Why Data Science Teams Don’t Think They Need Data Engineering

Blog Summary: (AI Summaries by Summarizes)
  • Data science teams may mistakenly believe they don't need data engineering, leading to underperformance and technical debt.
  • Lack of understanding about the role of data engineers can result in unrealistic expectations and underestimation of complexity.
  • Creating repeatable data science processes is crucial for efficiency and maintenance of data products.
  • Ad hoc projects may not require extensive engineering but can limit long-term value and sustainability.
  • Transitioning to long-term projects highlights the importance of data engineering for maintaining scalable and maintainable data products.

Some of the most interesting consultations are when I help data science teams that don’t think they need data engineering. I’ve compiled a list of some of the more common reasons why data science teams believe they don’t need data engineering and why those reasons might not be valid.

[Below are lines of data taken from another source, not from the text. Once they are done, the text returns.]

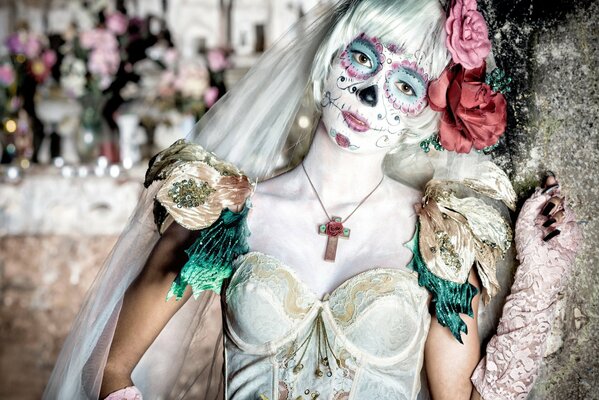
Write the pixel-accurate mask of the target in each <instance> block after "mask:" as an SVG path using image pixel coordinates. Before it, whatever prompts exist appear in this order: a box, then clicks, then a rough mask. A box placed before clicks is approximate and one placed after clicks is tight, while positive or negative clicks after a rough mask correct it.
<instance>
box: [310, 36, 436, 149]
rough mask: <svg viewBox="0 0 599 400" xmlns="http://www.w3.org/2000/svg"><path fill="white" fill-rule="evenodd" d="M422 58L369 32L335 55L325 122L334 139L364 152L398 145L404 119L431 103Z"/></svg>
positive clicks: (328, 133)
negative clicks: (341, 51)
mask: <svg viewBox="0 0 599 400" xmlns="http://www.w3.org/2000/svg"><path fill="white" fill-rule="evenodd" d="M421 58H422V55H420V54H408V53H406V52H405V51H404V50H403V49H402V48H401V47H398V46H396V45H393V44H390V43H387V44H383V43H380V42H379V41H378V40H377V39H376V38H373V37H369V36H367V35H366V34H364V33H362V34H360V35H359V36H358V37H357V38H355V39H354V40H353V41H352V42H351V43H350V44H349V45H348V46H347V47H346V48H345V50H344V51H343V52H341V54H340V55H339V56H338V57H336V58H335V60H334V61H333V64H332V66H331V71H330V73H329V76H328V78H327V80H326V81H325V84H324V93H323V98H322V104H321V105H322V121H323V124H324V126H325V128H326V129H327V132H328V134H329V136H330V137H331V139H332V140H334V141H335V143H337V145H338V146H339V147H341V148H343V149H346V150H348V151H351V152H356V153H363V154H367V153H375V152H380V151H385V152H386V151H388V148H390V147H393V146H395V145H397V144H398V143H399V141H400V137H401V132H402V130H403V129H404V128H405V125H404V123H403V122H404V119H405V118H409V117H410V116H415V115H418V114H420V112H422V110H423V109H424V108H425V107H426V106H427V98H426V92H427V86H428V76H427V74H426V73H424V71H423V69H422V67H421V66H420V65H419V59H421ZM385 149H386V150H385Z"/></svg>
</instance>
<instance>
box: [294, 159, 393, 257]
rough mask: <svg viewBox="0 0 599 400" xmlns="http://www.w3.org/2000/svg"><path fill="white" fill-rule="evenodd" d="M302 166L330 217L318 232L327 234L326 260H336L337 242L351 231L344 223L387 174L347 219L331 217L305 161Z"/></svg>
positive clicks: (321, 202)
mask: <svg viewBox="0 0 599 400" xmlns="http://www.w3.org/2000/svg"><path fill="white" fill-rule="evenodd" d="M302 168H303V170H304V173H305V174H306V178H308V182H309V183H310V186H311V187H312V190H313V191H314V194H315V195H316V198H317V199H318V202H319V203H320V206H321V207H322V210H323V211H324V213H325V214H326V216H327V218H328V222H326V223H324V224H321V225H319V226H318V234H319V235H322V236H327V248H326V250H325V253H324V260H325V261H329V262H335V258H336V257H337V244H338V243H339V238H341V239H349V235H350V233H351V229H349V228H346V227H345V226H344V225H343V224H345V223H346V222H347V220H348V219H350V217H351V216H352V215H354V213H355V212H356V211H358V208H360V207H361V206H362V204H364V203H365V202H366V200H368V198H370V196H372V194H373V193H374V192H376V190H377V189H378V188H379V187H380V186H381V184H382V183H383V180H384V179H385V175H383V177H382V178H381V180H380V182H379V183H378V184H377V185H376V186H375V187H374V189H372V191H371V192H370V193H368V195H367V196H366V197H364V198H363V199H362V201H360V203H358V205H357V206H356V208H354V210H353V211H352V212H351V213H350V214H349V215H348V216H347V217H345V219H343V218H341V217H334V216H333V217H331V216H330V215H329V213H328V211H327V209H326V207H325V206H324V203H323V202H322V200H321V198H320V195H319V194H318V191H317V190H316V188H315V187H314V184H313V183H312V179H310V175H308V171H306V167H305V166H304V163H303V162H302Z"/></svg>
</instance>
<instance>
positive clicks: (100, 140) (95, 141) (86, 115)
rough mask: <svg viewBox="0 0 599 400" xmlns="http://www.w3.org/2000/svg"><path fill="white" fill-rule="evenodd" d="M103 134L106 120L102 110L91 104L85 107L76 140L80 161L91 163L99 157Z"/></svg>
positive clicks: (94, 160)
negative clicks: (104, 124)
mask: <svg viewBox="0 0 599 400" xmlns="http://www.w3.org/2000/svg"><path fill="white" fill-rule="evenodd" d="M103 135H104V121H103V119H102V115H101V114H100V110H98V109H97V108H96V107H93V106H89V105H88V106H85V107H83V111H82V113H81V119H80V126H79V131H78V133H77V140H76V142H77V154H78V155H79V162H81V163H90V162H93V161H95V160H96V159H97V158H98V156H99V154H100V142H101V141H102V137H103Z"/></svg>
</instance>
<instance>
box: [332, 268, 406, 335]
mask: <svg viewBox="0 0 599 400" xmlns="http://www.w3.org/2000/svg"><path fill="white" fill-rule="evenodd" d="M396 286H397V279H395V278H394V277H393V276H392V275H391V274H385V275H384V277H383V278H382V279H381V280H380V281H379V280H378V279H377V282H376V284H375V285H373V282H372V281H363V282H360V283H358V284H357V285H354V286H353V287H352V288H351V290H350V293H349V295H348V297H349V298H350V299H352V301H350V302H347V305H346V307H345V309H344V311H345V312H344V313H343V314H341V315H338V314H335V319H336V320H337V322H338V323H340V324H341V325H343V326H348V325H349V324H350V323H351V322H352V321H353V319H354V318H355V316H356V312H357V310H356V302H355V301H353V300H354V299H355V298H356V294H358V293H362V292H365V291H367V290H373V289H374V290H376V293H377V294H378V295H380V296H384V295H386V294H391V293H393V292H394V291H395V288H396Z"/></svg>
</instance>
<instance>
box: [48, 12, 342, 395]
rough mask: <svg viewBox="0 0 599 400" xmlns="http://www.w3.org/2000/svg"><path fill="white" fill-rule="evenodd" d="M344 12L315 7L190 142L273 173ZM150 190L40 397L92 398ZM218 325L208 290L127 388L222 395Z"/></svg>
mask: <svg viewBox="0 0 599 400" xmlns="http://www.w3.org/2000/svg"><path fill="white" fill-rule="evenodd" d="M345 4H347V2H341V3H340V4H339V5H337V6H331V5H327V4H321V5H319V6H316V7H315V8H314V9H313V10H311V11H310V12H309V13H307V14H306V15H305V16H304V17H303V18H302V19H301V20H300V21H299V22H298V23H296V24H295V25H294V26H293V27H292V28H291V29H290V30H289V32H287V34H285V35H284V37H283V38H281V39H280V40H279V41H278V42H277V43H276V44H275V45H274V46H273V47H272V48H271V49H269V50H268V51H267V52H266V53H265V54H264V55H263V56H262V58H261V59H260V61H259V62H258V63H257V64H256V66H255V67H254V68H252V69H251V70H250V71H249V73H248V74H247V75H246V76H245V77H244V78H243V79H242V80H241V81H240V82H239V83H238V84H237V85H236V87H235V88H234V89H233V90H231V92H229V93H228V94H227V95H226V96H225V97H224V98H223V99H221V101H219V103H218V104H217V105H215V106H214V107H213V108H212V109H211V110H210V111H209V112H208V113H207V114H206V115H205V116H204V118H202V120H201V121H200V122H199V123H198V125H197V127H196V128H195V129H194V131H193V132H192V133H190V134H189V135H188V139H189V140H191V141H193V142H196V143H199V144H201V145H203V146H204V147H205V148H206V149H208V150H210V151H212V152H214V153H216V154H217V155H218V156H219V157H221V158H223V159H226V160H228V161H231V162H233V163H234V164H236V165H238V166H239V167H241V169H243V170H244V171H245V172H246V173H247V174H248V175H249V176H250V177H252V178H256V179H257V178H263V177H265V176H268V175H270V174H272V172H273V169H274V167H273V166H274V165H275V164H276V162H277V160H278V158H279V157H280V154H281V153H282V152H283V150H284V149H283V147H284V146H285V143H286V140H287V136H288V132H289V131H290V129H289V128H290V126H291V124H293V121H294V118H295V114H296V113H297V111H298V109H299V107H300V105H301V103H302V99H303V97H304V96H303V95H304V92H305V91H306V89H307V87H308V81H309V76H310V67H311V63H312V60H313V59H314V55H315V53H316V50H317V49H318V45H319V43H321V41H322V39H323V37H324V35H325V34H326V32H327V31H328V29H329V27H330V26H331V24H333V22H334V19H335V17H336V15H339V13H340V12H341V11H339V9H338V8H339V7H344V5H345ZM273 110H277V112H276V113H273ZM274 132H276V133H275V134H273V133H274ZM308 136H309V134H308ZM273 138H274V139H273ZM267 140H268V141H272V140H275V141H276V145H275V146H272V145H269V146H267V147H268V148H269V149H270V150H269V151H266V152H265V151H264V150H265V148H267V147H266V146H265V145H264V144H265V141H267ZM299 140H303V139H302V138H300V139H299ZM158 189H159V184H156V183H155V184H154V185H152V186H151V187H150V188H149V189H148V190H146V191H144V193H143V194H142V196H141V198H140V201H139V203H138V206H137V208H136V210H135V212H134V213H133V215H132V217H131V219H130V221H129V222H128V226H127V228H126V229H125V231H124V232H123V233H122V235H121V237H120V238H119V240H118V242H117V244H116V245H115V247H114V249H113V250H112V252H111V254H110V256H109V257H108V259H107V260H106V262H105V265H104V266H103V267H102V269H101V271H100V273H99V274H98V276H97V277H96V279H95V281H94V283H93V285H92V287H91V289H90V290H89V292H88V294H87V296H86V299H85V301H84V304H83V307H82V309H81V311H80V312H79V314H78V316H77V317H76V319H75V322H74V323H73V326H72V329H71V332H70V334H69V335H68V337H67V339H66V341H65V343H64V346H63V349H62V351H61V353H60V355H59V357H58V360H57V363H56V365H55V368H54V370H53V373H52V375H51V377H50V381H49V383H48V385H47V387H46V390H45V392H44V395H43V398H44V399H69V400H71V399H97V398H98V396H99V392H100V386H101V383H102V374H103V370H104V366H105V363H106V359H107V356H108V351H109V350H110V344H111V342H112V338H113V335H114V330H115V328H116V323H117V320H118V315H119V312H120V309H121V304H122V300H123V297H124V294H125V292H126V290H127V288H128V287H129V286H130V285H131V283H132V282H133V281H134V280H135V278H136V277H137V276H138V275H139V273H140V271H141V270H142V269H143V267H144V264H145V261H146V259H147V258H148V256H149V254H150V252H151V251H152V249H153V248H154V246H155V244H156V242H157V241H158V239H159V234H158V232H157V229H156V226H155V224H154V219H153V213H152V210H153V199H154V196H155V194H156V192H157V191H158ZM165 298H166V293H165ZM221 318H222V317H221V311H220V302H219V297H218V296H217V295H216V294H214V293H213V292H204V293H203V294H202V295H201V296H200V298H199V299H198V300H195V301H194V300H190V301H188V302H187V303H186V304H185V306H184V307H183V308H182V309H181V310H180V311H179V312H178V313H177V314H176V315H175V317H174V318H173V319H172V320H171V321H170V322H169V323H168V324H167V326H166V327H165V329H164V330H163V331H162V332H161V334H160V335H159V337H158V338H157V340H156V341H155V342H154V343H153V344H152V346H151V347H150V349H149V350H148V351H147V352H146V354H145V355H144V356H143V358H142V360H141V361H140V363H139V364H138V366H137V367H136V368H135V370H134V372H133V381H134V383H135V384H136V385H137V386H138V387H139V388H140V390H141V391H142V393H143V394H144V396H145V398H147V399H167V398H169V399H170V398H173V399H183V398H201V399H216V398H221V397H222V394H223V370H222V368H223V366H222V363H223V348H222V325H221ZM207 320H210V323H205V322H206V321H207Z"/></svg>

Data science teams must have data engineering because the data scientists might just be getting by or severely underperforming. The results from missing the data engineering team are not great and leave much to be desired. Commonly, data scientists will create technical debt that data engineers will have to spend time fixing.

Data science teams must have data engineering because the data scientists might just be getting by or severely underperforming.

Lack of Understanding
Lack of Understanding

For some data scientists, there is a total lack of understanding of what data engineers do. This lack of knowledge comes from a cursory knowledge of programming and maybe some distributed system. It leads to a “how hard could it be?” question that downplays the complexities that data engineers hide from data scientists.

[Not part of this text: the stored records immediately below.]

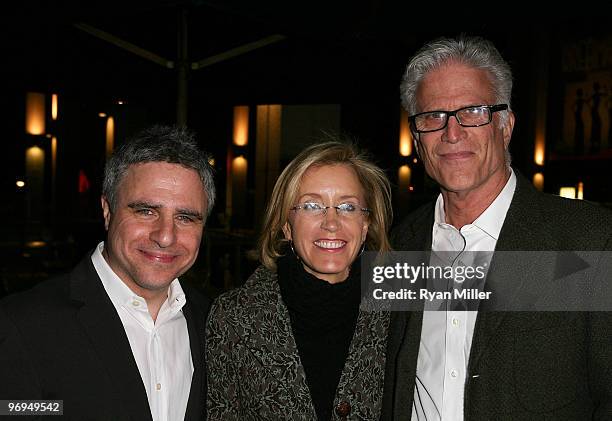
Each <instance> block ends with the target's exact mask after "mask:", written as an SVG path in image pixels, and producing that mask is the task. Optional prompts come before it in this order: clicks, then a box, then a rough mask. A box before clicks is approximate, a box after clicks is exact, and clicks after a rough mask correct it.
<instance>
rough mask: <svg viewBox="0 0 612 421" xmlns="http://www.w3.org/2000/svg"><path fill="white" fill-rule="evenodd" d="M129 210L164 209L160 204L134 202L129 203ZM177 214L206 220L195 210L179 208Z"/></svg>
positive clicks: (201, 213)
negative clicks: (143, 209) (145, 209)
mask: <svg viewBox="0 0 612 421" xmlns="http://www.w3.org/2000/svg"><path fill="white" fill-rule="evenodd" d="M128 208H130V209H140V208H147V209H161V208H163V206H162V205H160V204H159V203H151V202H142V201H140V202H132V203H128ZM175 213H176V214H180V215H186V216H191V217H193V218H195V219H197V220H200V221H203V220H204V216H203V215H202V213H201V212H198V211H196V210H193V209H188V208H178V209H176V210H175Z"/></svg>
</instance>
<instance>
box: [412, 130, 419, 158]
mask: <svg viewBox="0 0 612 421" xmlns="http://www.w3.org/2000/svg"><path fill="white" fill-rule="evenodd" d="M410 133H411V134H412V142H413V143H414V150H415V152H416V153H417V156H418V157H419V159H420V158H421V151H420V150H419V141H418V136H419V134H418V133H413V132H410Z"/></svg>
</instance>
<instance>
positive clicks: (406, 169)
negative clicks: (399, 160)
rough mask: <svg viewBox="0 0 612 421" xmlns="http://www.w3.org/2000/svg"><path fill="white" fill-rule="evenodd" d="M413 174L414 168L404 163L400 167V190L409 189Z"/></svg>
mask: <svg viewBox="0 0 612 421" xmlns="http://www.w3.org/2000/svg"><path fill="white" fill-rule="evenodd" d="M411 175H412V170H411V169H410V167H409V166H408V165H402V166H401V167H400V168H399V172H398V183H397V184H398V186H399V189H400V191H405V190H408V189H409V187H410V176H411Z"/></svg>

To help data scientists understand the various between a data engineer and a data scientist, I created some visualizations that clearly show the differences.

Repeatable Data Science

Some data science is repeatable. By that, I mean automation and consistent data products are being created and maintained. Some data science is ad hoc and not repeatable. In these scenarios, every project is started from scratch and, once the project is done, is completely discarded.

For ad hoc projects, there’s no big engineering onus. The projects only live for hours, days, or weeks. There’s no real need for any long-lived planning. I’d argue that organizations lose much of the value of data science when everything is so ephemeral.

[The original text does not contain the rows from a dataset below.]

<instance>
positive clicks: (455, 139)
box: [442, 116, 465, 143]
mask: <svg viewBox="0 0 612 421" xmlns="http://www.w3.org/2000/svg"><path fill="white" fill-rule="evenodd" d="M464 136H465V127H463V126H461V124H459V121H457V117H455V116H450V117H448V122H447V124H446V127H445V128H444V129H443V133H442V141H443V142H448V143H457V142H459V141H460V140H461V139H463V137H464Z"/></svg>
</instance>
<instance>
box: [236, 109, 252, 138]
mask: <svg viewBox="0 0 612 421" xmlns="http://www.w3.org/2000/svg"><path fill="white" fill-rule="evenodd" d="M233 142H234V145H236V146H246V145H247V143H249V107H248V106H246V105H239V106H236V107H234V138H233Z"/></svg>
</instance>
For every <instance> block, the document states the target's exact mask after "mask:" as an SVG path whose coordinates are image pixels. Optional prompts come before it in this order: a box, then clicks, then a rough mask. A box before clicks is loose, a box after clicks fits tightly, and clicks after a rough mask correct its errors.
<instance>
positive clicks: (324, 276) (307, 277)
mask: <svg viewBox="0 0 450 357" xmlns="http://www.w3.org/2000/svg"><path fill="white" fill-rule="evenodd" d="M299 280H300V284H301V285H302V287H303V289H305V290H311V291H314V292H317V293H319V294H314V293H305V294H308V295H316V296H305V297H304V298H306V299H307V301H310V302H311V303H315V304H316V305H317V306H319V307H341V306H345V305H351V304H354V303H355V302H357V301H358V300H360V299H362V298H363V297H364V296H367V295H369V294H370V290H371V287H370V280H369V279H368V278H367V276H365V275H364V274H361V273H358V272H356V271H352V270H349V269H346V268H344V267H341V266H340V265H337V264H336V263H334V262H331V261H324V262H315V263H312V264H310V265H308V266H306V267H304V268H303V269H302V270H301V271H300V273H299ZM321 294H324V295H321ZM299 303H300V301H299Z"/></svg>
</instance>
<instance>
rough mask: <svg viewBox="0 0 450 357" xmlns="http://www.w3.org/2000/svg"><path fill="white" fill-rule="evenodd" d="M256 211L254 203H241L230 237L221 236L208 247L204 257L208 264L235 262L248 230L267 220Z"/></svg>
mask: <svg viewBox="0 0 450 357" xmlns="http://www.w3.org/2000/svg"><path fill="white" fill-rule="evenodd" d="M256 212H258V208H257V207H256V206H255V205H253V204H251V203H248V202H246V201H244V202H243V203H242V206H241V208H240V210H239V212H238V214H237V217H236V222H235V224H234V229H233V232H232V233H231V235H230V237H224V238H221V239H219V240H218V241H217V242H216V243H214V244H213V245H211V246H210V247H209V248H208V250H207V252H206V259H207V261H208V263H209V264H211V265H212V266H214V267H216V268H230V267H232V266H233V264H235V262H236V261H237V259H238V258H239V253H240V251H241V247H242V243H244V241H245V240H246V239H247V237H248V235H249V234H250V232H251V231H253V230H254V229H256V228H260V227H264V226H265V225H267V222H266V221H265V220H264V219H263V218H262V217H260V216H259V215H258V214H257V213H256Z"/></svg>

When ad hoc organizations transition to long-term projects, they hit the brunt of their engineering mistakes. They’ve been able to escape the data engineering rigors of projects that need to be repeatable and run consistently. They find out the hard way that data engineering isn’t over-engineering; it’s making sure that the data products are maintainable. Creating repeatable data products requires data engineers.

There’s No Scale…Yet

Sometimes organizations start out with small or medium data and don’t have to deal with scale issues (count yourselves lucky). They’ve been able to get by with Excel, single processes, or waiting longer for results. The transition to big data and scale catches them by surprise.

The transition to big data technologies comes with a significant increase in complexity due to the distributed systems. At first, the data scientists think they can handle the growth. It should become quickly apparent that they can’t deal with the complexity increase and need data engineers.

Creating scalable data products requires data engineers.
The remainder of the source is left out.